Institute for War and Peace Reporting | Giving Voice, Driving Change

Judo Diplomacy” Eases Karabakh Tensions

Bid to improve Turkish-Armenian ties started with a football match, so could Judo tournament do same for Armenia and Azerbaijan?
By Gegham Vardanian
The Azerbaijan flag has been flown in Armenia for the first time since the Karabakh war, at a martial arts tournament tentatively welcomed by analysts as a start for “judo diplomacy”.

The welcome for the Azerbaijan team at the European Under 20 Championship, September 11-13, was warm, and police took careful steps to prevent any demonstration against the athletes, who represented a country with which Armenia has not signed a peace deal.

“We are on guard to prevent a flag being brought into the building which could be burnt,” said one policeman when asked why he was so carefully checking this correspondent’s bag.

It was the first trip to Armenia for Azeri sportsmen since the Karabakh conflict, in which Nagorny Karabakh declared independence from Baku, and Armenian forces seized control of much of what is internationally considered western Azerbaijan.

The Armenian government pledged to ensure the security of the Azerbaijan delegation’s 15 members – five sportsmen, three trainers, two doctors, two journalists, one referee and two organisers.

“This is sport, and every country is free to take part in sporting events. We received Azerbaijan’s application to take part in the championship with pleasure and created all the necessary conditions for them to take part and then return to their homes,” Armen Grigorian, minster for sports and youth affairs, told IWPR.

The visit attracted broad interest in Armenia, where observers wondered if it could mark the start of a thaw in relations between Baku and Yerevan. A bid to normalise relations between Turkey and Armenia started with a football match between the national sides last year so could, observers wondered, the judo tournament prove to be a similar turning point.

“It’s well-known that the process of regulating Armenian-Turkish relations is called ‘football diplomacy’. If you take a parallel with the participation of the Azerbaijan sportsman in the European Championship in Yerevan, then you can call this ‘judo diplomacy’,” Stepan Grigorian, a political analyst, said.

“Sport and culture are the best ways of creating dialogue between warring sides, and the European youth judo championship, held in Yerevan, is the best confirmation of this.”

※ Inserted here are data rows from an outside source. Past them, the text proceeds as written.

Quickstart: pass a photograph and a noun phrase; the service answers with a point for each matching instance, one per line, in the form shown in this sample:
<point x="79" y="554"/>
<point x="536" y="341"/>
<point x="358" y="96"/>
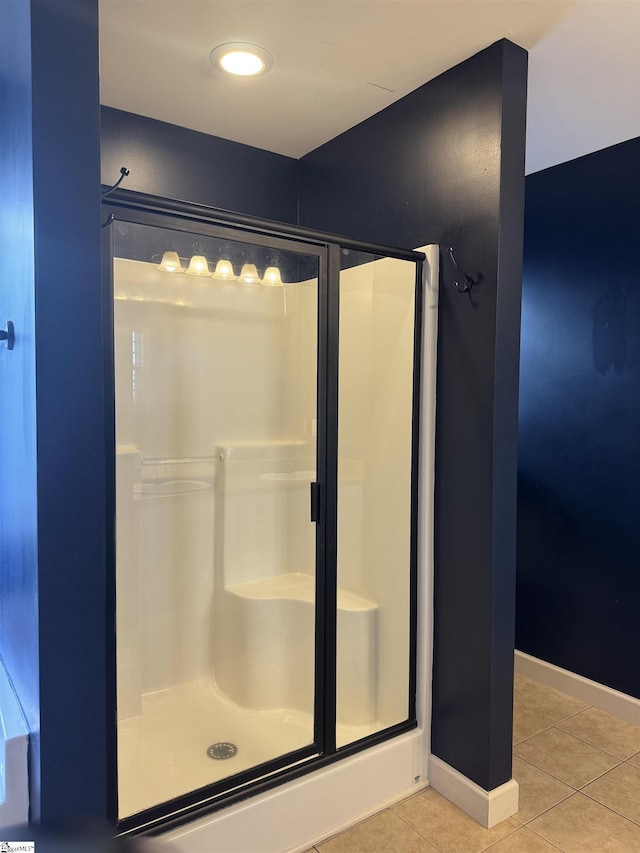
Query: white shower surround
<point x="294" y="816"/>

The Armenian government was taking no chances with the safety of the Azerbaijan athletes, and special guards tailed them wherever they went. A man in a black suit stood near each member of the team whenever they were in the Yerevan stadium where the championship took place.

Gyunduz Abasszade, a journalist from Azerbaijan’s ANS television, said he had experienced a warm welcome.

“We feel free and secure. Of course, there are some limitations from our ‘protectors’, but this is natural. We are after all in an enemy country. But in general, everything is good and calm,” he said.

All five Azeri sportsmen won medals at the games, with one gold, one silver, and three bronze, meaning the Azerbaijan flag was raised five times.

When Elmar Gasimov won his gold medal in the 100 kilogramme category, the Azerbaijan national anthem boomed out over the hall, which held about 1,000 spectators and participants. Hrachuhi Barseghian, a spokesman for the championship organisers, said at least 70 per cent of those present stood for the anthem – an important mark of respect.

In response, when Armenian athlete Artyom Baghdasarian won a medal, the Azeri visitors also stood for the anthem.

“Judo is an ambassador for peace. We are the first Azerbaijan sportsmen to come to Yerevan. This is sport, and it should not be mixed up with politics,” said Aghayar Akhund-Zada, a trainer from the Azerbaijan team who took part in contests in Armenia in Soviet years and said he never considered missing out on the tournament.

“We have sportsmen who are appearing for the youth team for the last time. If they did not come to Yerevan to take part in the championship, it could well impact on their future careers.”

Sergey Soloveychik, the president of the European Judo Union, said judo was a sport distinguished by respect between opponents, who always bow to each other before and after each bout.

“I am proud that our sport is becoming a diplomatic bridge, linking different peoples. I hope that in future, politicians can follow our example and show greater respect for each other,” he said.

“We are not calling it judo diplomacy, but we are trying to work in that direction. Not long ago the European Championship was held in Georgia. As is well known, there are tense political relations between Georgia and Russia. However, despite this, the Russian delegation accepted their invitation, and the Georgians, for their part, did everything they could so the Russians felt at home.”

Gegham Vardanian is a correspondent from Internews, and a member of IWPR’s Cross Caucasus Journalism Network.